Doble ofensiva ante el TC
Fuentes del PP señalan que presentarán «un escrito de reconsideración» ante la Mesa del Congreso como «paso preliminar» al recurso de amparo ante el Tribunal Constitucional, pues Muñoz prevé que la Mesa, presidida por Francina Armengol, mantendrá su «sumisión»
El respaldo para este recurso ya existe: el dictamen de los letrados del Senado que respaldó el rechazo de los vetos por no cumplir con los «requisitos exigidos» según la jurisprudencia del TC.
Por su parte, el Senado planea presentar «sin duda alguna» un conflicto de atribuciones ante el Tribunal Constitucional, aseguran fuentes de la Cámara.
La tesis sostiene que la Mesa del Congreso usurpó una competencia que la Constitución reserva exclusivamente al Pleno. El artículo 90.2 otorga al Congreso la potestad de «aceptar o rechazar por mayoría simple» las enmiendas del Senado.
Lo que no permite la Constitución es «excluirlas del orden del día» y evitar su votación, recuerda el informe de los letrados. Al admitir el veto del Gobierno sobre un texto aprobado en la Cámara colegisladora, el Congreso permitió al Ejecutivo legislar de manera encubierta.
O, como señalan otras fuentes del PP: «Una vez aprobado, no procede el veto». Es decir, las enmiendas dejaron de serlo en el momento en que el Pleno del Senado las incorporó al texto legal. «Pasaron a ser parte de la ley».
Argumentos adicionales
Los letrados del Senado aportan en su informe más razones contra ambos vetos.
La partida presupuestaria que menciona el Gobierno para la enmienda sobre la planta fiscal, la 13.06.112A.12X, no aparece en los Presupuestos Generales de 2023 prorrogados. El Tribunal Constitucional exige que el veto aluda al presupuesto vigente y no a uno futuro.
Además, la enmienda establecía un plazo de dos años para su aplicación gradual, por lo que los gastos podrían correr entre 2027 y 2028 y solo si el Gobierno aprueba un Real Decreto. Sin embargo, el Ejecutivo asigna todo el coste al año 2026 de forma incorrecta.

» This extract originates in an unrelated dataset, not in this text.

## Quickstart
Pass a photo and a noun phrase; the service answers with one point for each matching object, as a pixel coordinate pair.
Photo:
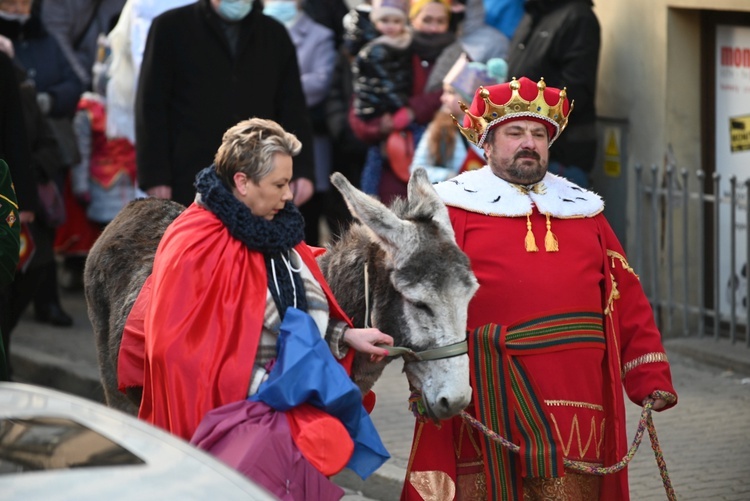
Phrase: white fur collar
(483, 192)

También, el Gobierno no vetó en el Congreso otras «enmiendas de contenido sustancialmente similar«. Por ejemplo, ERC propuso una sobre la creación de plazas judiciales en Cataluña, con transferencia de fondos a la Generalitat, que fue debatida y votada sin objeción del Ejecutivo.
Vetar en el Senado lo que se permitió en el Congreso, según el dictamen, constituye «una discriminación injustificada» entre partidos y Cámaras.
A esto se suma que el Gobierno lleva tres años sin presentar unos Presupuestos: los letrados aplican el principio de que «quien incumple una obligación constitucional no puede beneficiarse de ello«.
Desconfianza y «distorsión»
Sin embargo, el conflicto de atribuciones que busca el Senado enfrenta un obstáculo procesal importante: fuentes de la Secretaría General advierten que el Tribunal Constitucional tiene ya 12 conflictos pendientes presentados en esta legislatura contra el Gobierno o el Congreso.
Según esas fuentes, «Conde-Pumpido tras admitirlos asigna estos asuntos exclusivamente a magistrados progresistas y la intención es archivarlos y no resolverlos esta legislatura«.
En el Senado se plantean una incómoda pregunta retórica: «¿Cómo podrá el Constitucional afirmar que el Gobierno no está obligado a presentar una Ley de Presupuestos?».
Las mismas fuentes califican de «evidente» la «distorsión del Gobierno al vetar las enmiendas».
Acusan al Ejecutivo de «inventar partidas presupuestarias inexistentes» y «crear costes de personal indirectos no contemplados en las enmiendas, atribuyéndoles demandas inexistentes para justificarlas».
Si este razonamiento prosperase, concluyen los letrados, el Gobierno podría vetar cualquier iniciativa parlamentaria, ya que toda norma acarrea costos indirectos de personal. Así, el control parlamentario se invertiría y, en la práctica, quedaría en manos del Ejecutivo.